With no constraints, no pressures, I was able to throw a dart fancifully at a map. (In retrospect, my move to NYC was far more casual — one might even say more accidental — than it should have been.) Because Paris was the same way, I never felt the urgency to get there once I was somewhat established here, nor any regret from not having moved there.
That looseness/fluidity also extended to my expectations for visiting Paris and France. I never felt disappointment as some do, that the city is not the fantasy of books and movies; I found even the grittiness charming. This is because it’s a wonderful place, but also because I didn’t have firm expectations for the city to fail.
And isn’t this how we should live our lives generally? I try hard not to dictate in my mind what a thing should be, since it allows me to celebrate it more readily. And so we ask: What are our expectations for New York? What is the thing, beyond what we want it to be? I’m not sure I have an answer. They change daily, don’t they, our expectations?

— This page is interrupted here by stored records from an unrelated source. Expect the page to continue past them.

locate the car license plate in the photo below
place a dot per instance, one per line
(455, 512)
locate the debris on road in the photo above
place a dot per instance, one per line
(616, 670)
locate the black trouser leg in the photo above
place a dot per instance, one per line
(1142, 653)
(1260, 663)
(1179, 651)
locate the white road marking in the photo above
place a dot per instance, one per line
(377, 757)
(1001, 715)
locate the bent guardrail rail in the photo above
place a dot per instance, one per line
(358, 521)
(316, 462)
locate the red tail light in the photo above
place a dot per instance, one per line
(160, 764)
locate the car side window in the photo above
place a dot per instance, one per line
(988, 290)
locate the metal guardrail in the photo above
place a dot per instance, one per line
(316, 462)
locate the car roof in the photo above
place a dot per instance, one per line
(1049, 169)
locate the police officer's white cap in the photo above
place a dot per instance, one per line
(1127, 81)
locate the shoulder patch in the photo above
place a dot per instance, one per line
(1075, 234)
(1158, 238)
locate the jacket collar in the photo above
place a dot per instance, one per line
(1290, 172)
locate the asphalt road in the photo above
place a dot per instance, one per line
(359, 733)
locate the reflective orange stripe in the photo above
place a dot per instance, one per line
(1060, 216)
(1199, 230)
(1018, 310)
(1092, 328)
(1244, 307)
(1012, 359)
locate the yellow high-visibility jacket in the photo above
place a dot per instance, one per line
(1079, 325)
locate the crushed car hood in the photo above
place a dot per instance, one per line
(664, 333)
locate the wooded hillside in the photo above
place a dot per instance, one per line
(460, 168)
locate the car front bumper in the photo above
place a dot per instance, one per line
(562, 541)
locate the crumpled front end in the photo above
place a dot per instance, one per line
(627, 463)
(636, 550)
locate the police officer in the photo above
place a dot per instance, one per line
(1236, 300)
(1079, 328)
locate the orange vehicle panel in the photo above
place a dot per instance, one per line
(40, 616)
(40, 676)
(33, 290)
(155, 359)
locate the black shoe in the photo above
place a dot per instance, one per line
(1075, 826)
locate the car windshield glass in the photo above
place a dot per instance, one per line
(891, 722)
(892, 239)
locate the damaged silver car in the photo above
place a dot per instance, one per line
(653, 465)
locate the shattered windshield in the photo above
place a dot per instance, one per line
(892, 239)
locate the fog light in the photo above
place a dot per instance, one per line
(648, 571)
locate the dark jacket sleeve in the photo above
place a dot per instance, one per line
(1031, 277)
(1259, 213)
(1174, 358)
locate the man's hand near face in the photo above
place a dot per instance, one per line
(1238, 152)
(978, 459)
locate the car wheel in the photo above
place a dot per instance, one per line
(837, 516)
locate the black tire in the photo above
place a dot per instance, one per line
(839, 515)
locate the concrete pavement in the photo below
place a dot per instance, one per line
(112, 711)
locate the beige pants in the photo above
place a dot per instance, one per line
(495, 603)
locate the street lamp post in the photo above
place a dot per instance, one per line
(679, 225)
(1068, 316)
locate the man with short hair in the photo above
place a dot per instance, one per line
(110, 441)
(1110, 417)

I think here of actors and musicians — a storied group of people who find promise in this city. We know plenty of these people, as well as the hardships attendant. Yet even with the uncertainty they face, still I rebel against the idea that people must have a “plan b.” Backup plans are all well and good, but they presume the rightness of a particular path, a particular version of “success,” when in reality we have no idea about someone’s goals or situation or values. Life is more fluid than that, more uncertain, more unexpected.
(That’s why we should be cautious offering advice, even if it comes from a place of thoughtfulness and concern: We just don’t know them. It’s our place to support people, but not to direct them. Another reminder that we should ask questions more often than we make declarations.)
For what it’s worth, and this is anecdotal, but almost every person I’ve ever met who’s moved to New York has had existence as a goal either equal to or surpassing a career. In other words, for many people coming here, I would guess, just being in New York at all is success.